Семён Кымов, бывало, подтрунивал над ней: «Ага, не захотела переехать в хоромы к Никулааскы! Он тебе и пуховое своё одеяло отдал бы…» Они часто так подтрунивали друг над другом. Удивительное дело — что-то новое, вроде бы даже не свойственное им, приоткрывалось в характерах, когда они были вместе. Ааныс тихоня у меня, улыбка у неё смиренная. А Семён суров был — брови сдвинуты, коммунарку
Я едва не закричал при мысли о такой дикой, такой невероятной несправедливости. В земле оба — почему, за что?! Не за то ли, что их судьбы оказались связаны с моей? А мне словно на роду написано — шагать и шагать по дорогим могилам… Каким бы ни был суровым век, но не всякому даже в те годы выпадало, чтобы так безжалостно обрубало живые ветки — ветку за веткой. Вспомнил, как хоронил братца с сестричкой, от «испанки» они… Белые отца с матерью порешили… Каландаришвили я не уберёг, второго отца своего… И вот Семён… И Ааныс, самое моё дорогое… Ну, а для жизни что сделал? — спрашиваю сам себя. Да почти ничего. Один школьный класс — и тот не довёл… Вот уеду завтра, а для ребят надолго — пока-то новый учитель сыщется! — прощай школа, прощай мечты, которыми ты сам же смутил ребячьи души…
Всеволод Николаевич повёл рукой перед собой, словно отметая что-то.
— Нет, не высказать, что передумал я в тот вечер. Слов таких не сыщешь. Но одна мысль, которая неожиданно пришла тогда, и сейчас ещё всё кажется мне важной. «Да, завтра я уеду, — думал я. — Так повернулась моя судьба. Но ведь и у двадцати моих ребят, учеников, с этим отъездом что-то в судьбах круто изменится, пойдёт не так, как могло…» Майя, Ланочка, мы здесь все трое учителя. — Всеволод Николаевич повернулся к женщинам, под его большим и грузным телом креслице заскрипело. — Вам, без сомнения, хорошо знакомо это чувство.
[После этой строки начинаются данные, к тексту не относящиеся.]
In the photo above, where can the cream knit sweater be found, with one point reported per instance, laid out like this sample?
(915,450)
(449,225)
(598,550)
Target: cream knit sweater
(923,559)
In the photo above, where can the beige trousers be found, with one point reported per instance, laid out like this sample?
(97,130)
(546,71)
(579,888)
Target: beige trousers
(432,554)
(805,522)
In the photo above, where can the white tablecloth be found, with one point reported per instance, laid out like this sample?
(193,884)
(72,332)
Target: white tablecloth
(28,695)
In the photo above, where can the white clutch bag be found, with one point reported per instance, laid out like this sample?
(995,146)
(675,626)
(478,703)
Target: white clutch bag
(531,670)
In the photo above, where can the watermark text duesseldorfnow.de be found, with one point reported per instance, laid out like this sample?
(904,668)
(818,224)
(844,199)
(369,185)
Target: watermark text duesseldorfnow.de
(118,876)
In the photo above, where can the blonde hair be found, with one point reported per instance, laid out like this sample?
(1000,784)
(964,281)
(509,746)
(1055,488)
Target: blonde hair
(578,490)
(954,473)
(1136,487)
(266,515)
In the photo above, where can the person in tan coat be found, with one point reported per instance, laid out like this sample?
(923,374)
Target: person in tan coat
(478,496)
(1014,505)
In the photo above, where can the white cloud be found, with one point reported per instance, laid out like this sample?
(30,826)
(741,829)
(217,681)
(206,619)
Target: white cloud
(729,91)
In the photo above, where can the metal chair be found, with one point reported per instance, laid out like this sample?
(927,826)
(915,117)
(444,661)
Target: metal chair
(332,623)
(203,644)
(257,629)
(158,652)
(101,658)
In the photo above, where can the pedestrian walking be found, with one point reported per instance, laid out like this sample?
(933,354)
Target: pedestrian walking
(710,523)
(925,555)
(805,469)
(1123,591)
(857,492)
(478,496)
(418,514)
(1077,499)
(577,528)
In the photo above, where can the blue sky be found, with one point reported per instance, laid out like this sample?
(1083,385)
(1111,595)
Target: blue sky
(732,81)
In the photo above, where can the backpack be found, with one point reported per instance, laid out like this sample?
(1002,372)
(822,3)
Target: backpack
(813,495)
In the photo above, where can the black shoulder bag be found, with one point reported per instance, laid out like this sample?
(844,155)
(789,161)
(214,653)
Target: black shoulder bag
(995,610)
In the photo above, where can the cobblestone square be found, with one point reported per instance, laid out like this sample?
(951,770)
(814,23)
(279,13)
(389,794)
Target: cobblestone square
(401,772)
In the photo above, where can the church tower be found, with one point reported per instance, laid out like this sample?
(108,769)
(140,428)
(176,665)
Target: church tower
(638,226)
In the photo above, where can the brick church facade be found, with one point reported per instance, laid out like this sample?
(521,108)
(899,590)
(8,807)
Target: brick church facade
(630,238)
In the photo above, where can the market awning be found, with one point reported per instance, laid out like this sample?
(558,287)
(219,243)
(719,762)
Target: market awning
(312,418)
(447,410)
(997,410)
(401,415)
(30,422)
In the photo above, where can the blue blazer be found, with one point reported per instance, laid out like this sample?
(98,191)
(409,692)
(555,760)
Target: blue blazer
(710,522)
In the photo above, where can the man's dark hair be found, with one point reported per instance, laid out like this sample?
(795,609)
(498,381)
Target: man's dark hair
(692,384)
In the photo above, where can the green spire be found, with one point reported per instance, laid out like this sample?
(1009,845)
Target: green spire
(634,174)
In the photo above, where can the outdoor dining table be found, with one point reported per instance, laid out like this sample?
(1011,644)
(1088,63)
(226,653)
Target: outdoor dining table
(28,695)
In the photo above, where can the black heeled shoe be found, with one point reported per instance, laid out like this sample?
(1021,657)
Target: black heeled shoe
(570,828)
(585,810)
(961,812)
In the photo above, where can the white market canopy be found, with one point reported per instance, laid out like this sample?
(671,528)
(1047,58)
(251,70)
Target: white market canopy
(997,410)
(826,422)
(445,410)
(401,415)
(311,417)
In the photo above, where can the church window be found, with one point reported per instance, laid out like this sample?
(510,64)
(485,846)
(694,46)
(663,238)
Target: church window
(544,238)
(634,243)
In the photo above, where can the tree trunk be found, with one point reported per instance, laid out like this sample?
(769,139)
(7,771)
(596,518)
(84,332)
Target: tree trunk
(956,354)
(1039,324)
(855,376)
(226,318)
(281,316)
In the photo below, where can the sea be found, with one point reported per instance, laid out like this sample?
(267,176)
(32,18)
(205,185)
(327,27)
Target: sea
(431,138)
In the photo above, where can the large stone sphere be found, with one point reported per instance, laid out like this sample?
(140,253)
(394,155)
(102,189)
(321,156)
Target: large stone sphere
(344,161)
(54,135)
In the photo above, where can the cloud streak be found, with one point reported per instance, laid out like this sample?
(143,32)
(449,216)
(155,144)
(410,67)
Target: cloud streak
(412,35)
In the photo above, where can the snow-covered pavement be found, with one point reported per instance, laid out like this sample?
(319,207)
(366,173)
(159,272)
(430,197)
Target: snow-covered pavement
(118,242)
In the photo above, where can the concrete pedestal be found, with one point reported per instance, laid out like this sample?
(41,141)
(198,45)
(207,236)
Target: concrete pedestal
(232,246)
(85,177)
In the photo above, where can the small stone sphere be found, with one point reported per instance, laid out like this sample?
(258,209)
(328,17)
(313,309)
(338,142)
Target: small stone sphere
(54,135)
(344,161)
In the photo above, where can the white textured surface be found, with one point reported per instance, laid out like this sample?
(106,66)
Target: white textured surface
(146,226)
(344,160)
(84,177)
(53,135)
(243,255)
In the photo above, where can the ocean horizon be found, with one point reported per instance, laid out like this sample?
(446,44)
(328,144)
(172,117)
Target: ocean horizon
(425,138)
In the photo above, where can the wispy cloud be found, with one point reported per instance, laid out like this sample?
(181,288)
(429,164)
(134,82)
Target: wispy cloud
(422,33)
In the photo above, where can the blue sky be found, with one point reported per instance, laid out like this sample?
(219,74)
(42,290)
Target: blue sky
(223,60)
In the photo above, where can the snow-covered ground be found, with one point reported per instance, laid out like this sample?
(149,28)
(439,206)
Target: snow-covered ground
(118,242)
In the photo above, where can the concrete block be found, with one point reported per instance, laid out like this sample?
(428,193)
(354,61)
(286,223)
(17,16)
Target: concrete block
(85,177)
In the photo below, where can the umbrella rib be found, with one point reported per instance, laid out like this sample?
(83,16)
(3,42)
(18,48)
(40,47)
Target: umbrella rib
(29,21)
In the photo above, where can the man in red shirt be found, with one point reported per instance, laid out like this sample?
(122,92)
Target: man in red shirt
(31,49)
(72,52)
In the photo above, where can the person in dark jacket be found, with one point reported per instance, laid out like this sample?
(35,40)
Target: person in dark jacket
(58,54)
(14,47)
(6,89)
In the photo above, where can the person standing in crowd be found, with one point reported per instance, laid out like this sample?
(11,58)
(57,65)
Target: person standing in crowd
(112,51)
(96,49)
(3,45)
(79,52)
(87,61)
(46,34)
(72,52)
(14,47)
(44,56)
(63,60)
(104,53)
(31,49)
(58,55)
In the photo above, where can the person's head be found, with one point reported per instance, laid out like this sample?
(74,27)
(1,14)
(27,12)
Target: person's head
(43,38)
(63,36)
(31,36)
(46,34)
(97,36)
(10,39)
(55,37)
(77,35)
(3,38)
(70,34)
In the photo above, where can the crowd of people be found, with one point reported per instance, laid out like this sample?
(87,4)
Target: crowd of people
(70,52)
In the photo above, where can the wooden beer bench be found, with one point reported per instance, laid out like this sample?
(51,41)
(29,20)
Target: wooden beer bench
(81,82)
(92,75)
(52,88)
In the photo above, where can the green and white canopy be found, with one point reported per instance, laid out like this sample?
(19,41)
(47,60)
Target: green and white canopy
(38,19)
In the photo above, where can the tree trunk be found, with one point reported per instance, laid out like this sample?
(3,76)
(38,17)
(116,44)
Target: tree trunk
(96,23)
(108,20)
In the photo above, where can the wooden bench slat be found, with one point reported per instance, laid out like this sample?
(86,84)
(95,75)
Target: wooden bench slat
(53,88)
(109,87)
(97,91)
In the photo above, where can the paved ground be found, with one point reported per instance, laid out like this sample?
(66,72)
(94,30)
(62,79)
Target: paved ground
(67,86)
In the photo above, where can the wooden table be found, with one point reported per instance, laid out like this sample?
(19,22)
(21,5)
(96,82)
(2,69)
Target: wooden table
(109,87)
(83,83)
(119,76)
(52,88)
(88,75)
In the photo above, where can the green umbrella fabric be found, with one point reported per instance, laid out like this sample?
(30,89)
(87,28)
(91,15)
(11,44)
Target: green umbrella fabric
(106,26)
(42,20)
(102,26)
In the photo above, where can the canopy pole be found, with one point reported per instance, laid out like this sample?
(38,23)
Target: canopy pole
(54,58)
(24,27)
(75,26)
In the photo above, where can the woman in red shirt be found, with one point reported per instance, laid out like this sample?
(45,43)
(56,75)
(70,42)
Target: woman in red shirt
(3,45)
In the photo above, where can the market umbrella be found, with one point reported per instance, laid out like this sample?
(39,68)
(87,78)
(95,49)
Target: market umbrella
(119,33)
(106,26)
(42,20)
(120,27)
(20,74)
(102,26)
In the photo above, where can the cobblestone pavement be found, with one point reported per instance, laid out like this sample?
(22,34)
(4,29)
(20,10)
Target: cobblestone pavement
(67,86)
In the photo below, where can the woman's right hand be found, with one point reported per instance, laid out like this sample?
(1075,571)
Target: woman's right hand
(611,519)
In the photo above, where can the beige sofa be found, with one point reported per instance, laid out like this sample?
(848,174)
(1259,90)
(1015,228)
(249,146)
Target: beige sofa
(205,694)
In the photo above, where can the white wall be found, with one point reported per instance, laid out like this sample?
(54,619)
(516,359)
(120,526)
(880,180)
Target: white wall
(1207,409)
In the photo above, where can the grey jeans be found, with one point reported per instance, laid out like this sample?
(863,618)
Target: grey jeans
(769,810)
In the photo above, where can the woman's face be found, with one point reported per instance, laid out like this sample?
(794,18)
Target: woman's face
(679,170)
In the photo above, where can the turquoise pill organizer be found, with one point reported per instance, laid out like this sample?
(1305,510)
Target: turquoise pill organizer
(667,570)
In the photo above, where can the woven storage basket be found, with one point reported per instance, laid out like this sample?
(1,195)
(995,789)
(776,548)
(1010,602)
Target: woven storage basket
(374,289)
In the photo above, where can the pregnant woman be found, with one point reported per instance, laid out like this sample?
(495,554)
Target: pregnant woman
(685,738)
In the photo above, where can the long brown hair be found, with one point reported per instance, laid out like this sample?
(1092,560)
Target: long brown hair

С него, собственно, и начинается педагог. Вдруг пронизывает оно тебя всего: ты педагог, и в твоих руках человеческие жизни. От тебя лично зависит, куда эти жизни повернуть — и у этого мальчишки, и у этой девчонки… Понятно, к каждому это чувство приходит по-своему и в свой срок. Но до меня оно по-настоящему дошло в такой вот невероятный час — на кладбище…
«Нет! — сказал я тогда себе. — Не надо больше никаких других мыслей. Одну себе мысль оставь — про Сашку. Уезжай без малейших сомнений!» Тут слышу хруст шагов, кто-то бродит по кладбищу. Несколько тёмных фигур в сумерках. Один держит на плече что-то похожее на деревянную лопату. Тени переминаются в нерешительности.
«Эй, кто там?»
«Это мы, учитель», — отвечает мне голос Тихона, старшего нашего.
Подходят. Все мои школьники.
«Зачем вы здесь? Почему с лопатой?»
«Это не лопата… Это флаг из школы».
«Знамя Кымова», — тихо говорит девочка.
И снова замолкли. Потом один спрашивает:
«Учитель, ты правда хочешь уехать?»
«Правда».
Опять стихли. Похрустывают снегом.
«А мы за Сашенькой могли бы все вместе смотреть», — говорит тот же девичий голосок, чуть слышный от робости.
Постояли, пошли прочь — медленно так. У кладбищенской ограды приостановились.
«Болот Николаевич! — это Тихон кричит. — Школы теперь не будет… Можно я знамя Кымова возьму?»